Crop and livestock producers have both had some pretty good years recently. As a result, pork producers are pretty up beat and optimistic on the eve of the World Pork Expo. It runs through Friday at the Iowa State Fair Grounds in Des Moines.
The National Pork Producers Council sponsors the event. The council members focus on ensuring that NPPC is fighting for reasonable legislation and regulation, developing export market opportunities and protecting livelihoods of producers.
Farm Progress asked Randy Spronk, NPPC president-elect from Edgerton, MN, whether the pork industry would fare better under a Romney administration or a second Obama term.
"We work with administrations of both persuasions," he says. "The Obama administration has accomplished some goals that are very beneficial to the pork industry. One is success in negotiating and expanding free trade agreements. Another is efforts to resolve the trucking dispute with Mexico. Both better position U.S. pork in world export markets."
Producers have ample challenges. Animal welfare is one of most serious issues facing the industry in some time," says John Weber, a Dysart Iowa pork producer. "We've spent a lot of time and resources discussing how to address it. Certainly no easy answers exist.
"We have put together a couple of scenarios on how to approach it, working with retailers and consumers," he says. "We talked about the kinds of challenges we as leadership have in making sure producers are aware of how difficult this issue is and attempting to help our members understand the various sides of this complex topic.
"At the same time we're trying to work with all parties to help them understand how difficult it is to make some of the changes retailers have said they want us to make, how much time it will take and costs associated with making those changes."

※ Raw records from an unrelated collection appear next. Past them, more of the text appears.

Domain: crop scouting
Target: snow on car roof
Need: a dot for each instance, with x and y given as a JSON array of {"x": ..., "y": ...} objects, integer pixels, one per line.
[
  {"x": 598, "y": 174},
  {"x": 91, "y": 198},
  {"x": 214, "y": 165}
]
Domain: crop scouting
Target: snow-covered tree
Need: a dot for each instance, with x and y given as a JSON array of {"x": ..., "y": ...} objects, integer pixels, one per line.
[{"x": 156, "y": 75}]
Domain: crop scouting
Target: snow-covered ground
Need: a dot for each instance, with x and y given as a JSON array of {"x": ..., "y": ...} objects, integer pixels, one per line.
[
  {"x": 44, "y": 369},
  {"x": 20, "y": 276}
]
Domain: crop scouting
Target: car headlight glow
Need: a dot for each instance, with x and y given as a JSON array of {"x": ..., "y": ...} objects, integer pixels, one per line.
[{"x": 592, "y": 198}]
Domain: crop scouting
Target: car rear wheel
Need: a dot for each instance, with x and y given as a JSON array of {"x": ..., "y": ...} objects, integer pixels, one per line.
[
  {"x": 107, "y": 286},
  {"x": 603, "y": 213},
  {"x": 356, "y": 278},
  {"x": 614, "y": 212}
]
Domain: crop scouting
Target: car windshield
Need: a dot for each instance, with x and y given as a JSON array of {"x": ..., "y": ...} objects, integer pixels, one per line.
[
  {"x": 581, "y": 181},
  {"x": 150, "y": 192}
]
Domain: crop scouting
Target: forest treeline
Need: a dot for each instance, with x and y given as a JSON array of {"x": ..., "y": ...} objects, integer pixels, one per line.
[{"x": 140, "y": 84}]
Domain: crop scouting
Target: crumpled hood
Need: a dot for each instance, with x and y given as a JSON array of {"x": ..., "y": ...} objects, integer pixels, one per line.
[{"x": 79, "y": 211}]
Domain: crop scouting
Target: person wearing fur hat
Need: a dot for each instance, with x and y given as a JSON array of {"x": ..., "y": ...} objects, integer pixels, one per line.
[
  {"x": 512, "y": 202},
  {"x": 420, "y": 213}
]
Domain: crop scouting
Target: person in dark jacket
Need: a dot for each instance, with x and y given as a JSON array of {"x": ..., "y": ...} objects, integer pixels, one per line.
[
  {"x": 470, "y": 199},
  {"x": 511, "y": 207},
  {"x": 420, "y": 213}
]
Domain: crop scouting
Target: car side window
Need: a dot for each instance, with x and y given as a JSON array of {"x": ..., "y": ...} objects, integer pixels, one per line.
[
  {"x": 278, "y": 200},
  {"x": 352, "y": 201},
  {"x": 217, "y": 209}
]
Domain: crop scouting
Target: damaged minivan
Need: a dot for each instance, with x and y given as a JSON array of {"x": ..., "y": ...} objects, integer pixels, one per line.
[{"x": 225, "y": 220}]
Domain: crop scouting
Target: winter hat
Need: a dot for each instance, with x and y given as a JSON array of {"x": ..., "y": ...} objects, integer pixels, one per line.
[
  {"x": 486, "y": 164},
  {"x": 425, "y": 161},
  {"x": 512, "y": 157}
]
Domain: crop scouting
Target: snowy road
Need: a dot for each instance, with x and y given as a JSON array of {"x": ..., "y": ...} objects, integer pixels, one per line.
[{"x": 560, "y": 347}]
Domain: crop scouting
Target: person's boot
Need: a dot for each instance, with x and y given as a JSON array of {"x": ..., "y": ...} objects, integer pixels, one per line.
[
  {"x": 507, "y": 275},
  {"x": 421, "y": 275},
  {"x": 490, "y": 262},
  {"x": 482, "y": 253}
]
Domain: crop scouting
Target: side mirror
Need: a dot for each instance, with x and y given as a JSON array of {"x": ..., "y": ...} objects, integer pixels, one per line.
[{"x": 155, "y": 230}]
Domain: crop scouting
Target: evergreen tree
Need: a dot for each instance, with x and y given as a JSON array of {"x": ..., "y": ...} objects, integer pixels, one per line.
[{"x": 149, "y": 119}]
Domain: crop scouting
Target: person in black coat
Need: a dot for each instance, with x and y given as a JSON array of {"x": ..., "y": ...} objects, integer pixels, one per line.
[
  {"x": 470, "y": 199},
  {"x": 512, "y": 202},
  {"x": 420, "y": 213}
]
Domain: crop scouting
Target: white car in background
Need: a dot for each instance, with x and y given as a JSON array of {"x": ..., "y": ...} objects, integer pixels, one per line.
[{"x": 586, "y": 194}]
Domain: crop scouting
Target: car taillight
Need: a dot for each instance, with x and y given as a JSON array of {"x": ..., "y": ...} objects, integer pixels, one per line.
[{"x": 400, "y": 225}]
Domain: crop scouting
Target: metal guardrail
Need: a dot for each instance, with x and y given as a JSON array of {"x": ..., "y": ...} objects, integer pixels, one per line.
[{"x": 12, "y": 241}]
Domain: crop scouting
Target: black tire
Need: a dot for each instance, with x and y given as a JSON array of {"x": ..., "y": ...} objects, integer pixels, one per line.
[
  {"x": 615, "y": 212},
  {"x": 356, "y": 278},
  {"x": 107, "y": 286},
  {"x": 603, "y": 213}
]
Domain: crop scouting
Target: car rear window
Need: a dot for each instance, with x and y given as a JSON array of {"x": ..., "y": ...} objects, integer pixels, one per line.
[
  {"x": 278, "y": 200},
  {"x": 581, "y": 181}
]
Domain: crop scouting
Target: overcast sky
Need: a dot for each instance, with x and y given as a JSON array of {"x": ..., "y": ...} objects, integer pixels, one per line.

Over the last six months, the pork industry has faced numerous announcements on sow housing issues. Some retailers are motivated because they feel their brand is threatened and they do not want to lose customers.
"We need to be careful how we approach the issue," he says. "Some people think it's time to make change or are willing to make change. We also have a segment that wants to defend gestation stalls as long as they can.
"In reality, room likely exists for both," says Weber. "We want to be in position to have choice and not be forced to one production system or another.
Water quality concerns are growing. "Midwestern crop and livestock farmers would be wise to learn all they can about efforts the Environmental Protection Agency has in place to improve water quality in the Chesapeake Bay watershed," urges Spronk.
"Suppose EPA tries to do in the Mississippi watershed what they are doing in the Chesapeake Bay area on sediment and total nutrient loads," he says. "Adapting to the changes will be very difficult for both crop production agriculture and livestock agriculture.
"The challenge for crop producers will be meeting the requirements," he explains. "The stress on livestock producers will come from feed availability and feed costs as crop producers work to adjust to the new rules."